I'm building a model to classify raw Wikipedia text by article quality (Wikipedia has a dataset of ~30,000 hand-graded articles and their corresponding quality grades.). Nonetheless, I am trying to figure out a way to algorithmically count the number of citations that appear on the page.

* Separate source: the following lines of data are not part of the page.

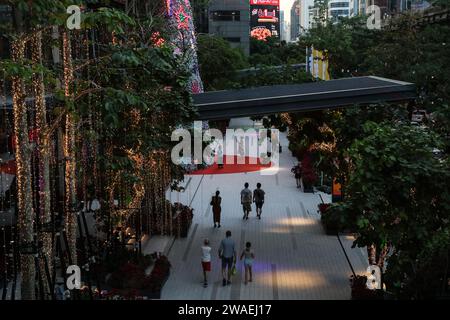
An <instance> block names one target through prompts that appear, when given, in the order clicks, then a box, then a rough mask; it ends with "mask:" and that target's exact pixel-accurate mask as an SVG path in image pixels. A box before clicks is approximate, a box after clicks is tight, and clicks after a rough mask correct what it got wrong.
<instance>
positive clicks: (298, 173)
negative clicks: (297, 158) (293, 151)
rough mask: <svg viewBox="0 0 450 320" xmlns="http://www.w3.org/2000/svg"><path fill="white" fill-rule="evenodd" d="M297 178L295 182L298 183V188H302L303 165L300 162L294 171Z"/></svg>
mask: <svg viewBox="0 0 450 320" xmlns="http://www.w3.org/2000/svg"><path fill="white" fill-rule="evenodd" d="M292 171H293V172H294V176H295V182H296V183H297V188H300V187H301V179H302V164H301V163H300V162H299V163H298V164H297V165H296V166H295V167H294V168H293V169H292Z"/></svg>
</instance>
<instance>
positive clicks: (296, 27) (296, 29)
mask: <svg viewBox="0 0 450 320" xmlns="http://www.w3.org/2000/svg"><path fill="white" fill-rule="evenodd" d="M300 12H301V6H300V0H295V1H294V3H293V4H292V7H291V36H290V37H291V41H296V40H297V39H298V37H299V36H300Z"/></svg>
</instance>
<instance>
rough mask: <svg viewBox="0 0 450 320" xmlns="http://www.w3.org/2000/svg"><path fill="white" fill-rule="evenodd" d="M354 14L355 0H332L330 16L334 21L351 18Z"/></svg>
mask: <svg viewBox="0 0 450 320" xmlns="http://www.w3.org/2000/svg"><path fill="white" fill-rule="evenodd" d="M353 12H354V7H353V0H330V1H329V3H328V15H329V17H330V19H331V20H332V21H333V20H334V21H335V20H337V19H339V18H340V17H351V16H353V15H354V14H353Z"/></svg>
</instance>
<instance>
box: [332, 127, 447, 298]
mask: <svg viewBox="0 0 450 320" xmlns="http://www.w3.org/2000/svg"><path fill="white" fill-rule="evenodd" d="M364 130H365V134H366V136H365V137H363V138H361V139H357V140H356V141H355V142H354V143H353V145H352V147H351V148H350V150H349V162H350V163H351V166H352V171H351V173H350V176H349V180H348V181H347V188H346V198H345V202H344V203H342V204H340V205H337V206H336V207H335V208H334V210H336V211H337V212H336V213H337V214H340V215H341V217H342V218H343V219H347V220H348V221H347V222H346V225H351V226H352V228H353V229H354V231H355V232H356V233H357V235H358V236H357V239H356V241H355V244H356V245H357V246H360V247H366V248H367V249H368V254H369V261H370V263H371V264H378V265H379V266H380V267H383V265H384V261H385V259H386V258H387V257H388V265H387V268H386V272H385V278H384V281H385V282H386V284H387V286H388V290H390V291H392V292H394V293H395V294H396V295H397V296H398V297H405V296H407V297H409V298H425V297H428V298H429V297H430V296H429V295H430V294H434V295H435V294H436V293H438V292H439V291H440V288H441V286H442V285H443V284H442V281H447V279H446V278H445V279H443V276H444V274H443V273H445V272H446V270H445V269H441V270H439V271H438V272H436V273H435V274H434V275H433V274H430V273H429V272H427V271H426V268H425V267H426V266H429V263H427V261H426V259H429V258H430V257H434V258H436V255H437V254H438V253H439V252H441V251H442V249H445V248H446V249H447V250H448V249H449V243H448V242H447V243H445V242H441V241H442V240H443V237H445V235H446V232H448V228H449V221H450V220H449V210H448V209H449V208H450V188H449V186H448V183H447V181H448V180H449V179H450V170H449V168H450V167H449V162H448V158H445V159H441V158H438V157H436V156H435V155H434V154H433V149H434V148H436V147H437V148H439V147H440V146H441V145H442V141H440V140H439V138H438V137H437V136H436V135H435V134H433V133H432V132H430V131H429V130H427V129H425V128H421V127H416V126H411V125H401V124H397V125H392V124H390V123H383V124H376V123H373V122H368V123H366V124H365V126H364ZM436 242H437V243H436ZM387 249H390V251H389V255H387V254H388V251H387ZM438 251H439V252H438ZM438 256H441V255H440V253H439V254H438ZM441 257H442V256H441ZM421 259H423V260H421ZM444 262H445V261H444ZM442 264H443V261H440V262H439V265H442ZM423 279H433V281H432V282H426V281H421V280H423ZM439 279H441V280H439ZM416 280H418V282H417V281H416ZM436 280H437V282H438V283H439V286H438V287H436V286H434V287H433V285H432V283H434V284H436ZM411 286H412V287H411ZM412 288H414V290H413V291H414V292H411V289H412ZM405 293H408V294H405Z"/></svg>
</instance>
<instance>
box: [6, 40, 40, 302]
mask: <svg viewBox="0 0 450 320" xmlns="http://www.w3.org/2000/svg"><path fill="white" fill-rule="evenodd" d="M11 49H12V50H11V53H12V59H13V60H14V62H16V63H20V62H21V61H22V60H23V58H24V53H25V42H24V41H22V40H20V39H19V40H16V41H14V42H13V43H12V48H11ZM12 93H13V112H14V134H15V144H16V165H17V202H18V211H19V212H18V227H19V238H20V244H21V247H22V248H24V247H29V246H30V245H31V244H33V243H34V218H35V217H34V211H33V193H32V186H31V167H30V164H31V146H30V142H29V137H28V123H27V107H26V104H25V96H26V95H25V85H24V82H23V80H22V79H21V78H20V76H14V77H12ZM20 264H21V271H22V284H21V292H22V299H24V300H34V299H35V281H36V270H35V266H34V256H33V255H32V254H29V253H24V252H21V253H20Z"/></svg>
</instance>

As a quick example: here is an excerpt from a raw Wiki page:
'[[Image:GD-FR-Paris-Louvre-Sculptures034.JPG|320px|thumb|Tomb of Philippe Pot, governor of [[Burgundy (region)|Burgundy]] under [[Louis XI]]|alt=A large sculpture of six life-sized black-cloaked men, their faces obscured by their hoods, carrying a slab upon which lies the supine effigy of a knight, with hands folded together in prayer. His head rests on a pillow, and his feet on a small reclining lion.]]\n[[File:Sejong tomb 1.jpg|thumb|320px|Korean tomb mound of King [[Sejong the Great]], d. 1450]]\n[[Image:Istanbul - Süleymaniye camii - Türbe di Roxellana - Foto G. Dall\'Orto 28-5-2006.jpg|thumb|320px|[[Türbe]] of [[Roxelana]] (d. 1558), [[Süleymaniye Mosque]], [[Istanbul]]]]\n\'\'\'Funerary art\'\'\' is any work of [[art]] forming, or placed in, a repository for the remains of the [[death|dead]]. [[Tomb]] is a general term for the repository, while [[grave goods]] are objects—other than the primary human remains—which have been placed inside.<ref>Hammond, 58–9 characterizes [[Dismemberment|disarticulated]] human skeletal remains packed in body bags and incorporated into [[Formative stage|Pre-Classic]] [[Mesoamerica]]n [[mass burial]]s (along with a set of primary remains) at Cuello, [[Belize]] as "human grave goods".</ref>
So far, I've concluded that I can find the number of images by counting the number of [[Image:
occurrences. I was hoping I could do something similar for references. In fact, after comparing raw Wiki pages and their corresponding live pages, I think I was able to determine that </ref>
corresponds to the end notation of a reference on a Wiki page. --> For example: Here, you can see that the author makes a statement at the end of the paragraph and references Hammond, 58–9 within <ref>
{text} </ref>
If somebody is familiar with Wiki's raw data and can shed some light on this, please let me know! Also, if you know a better way to do this, please tell me that, too!
Many thanks in advance!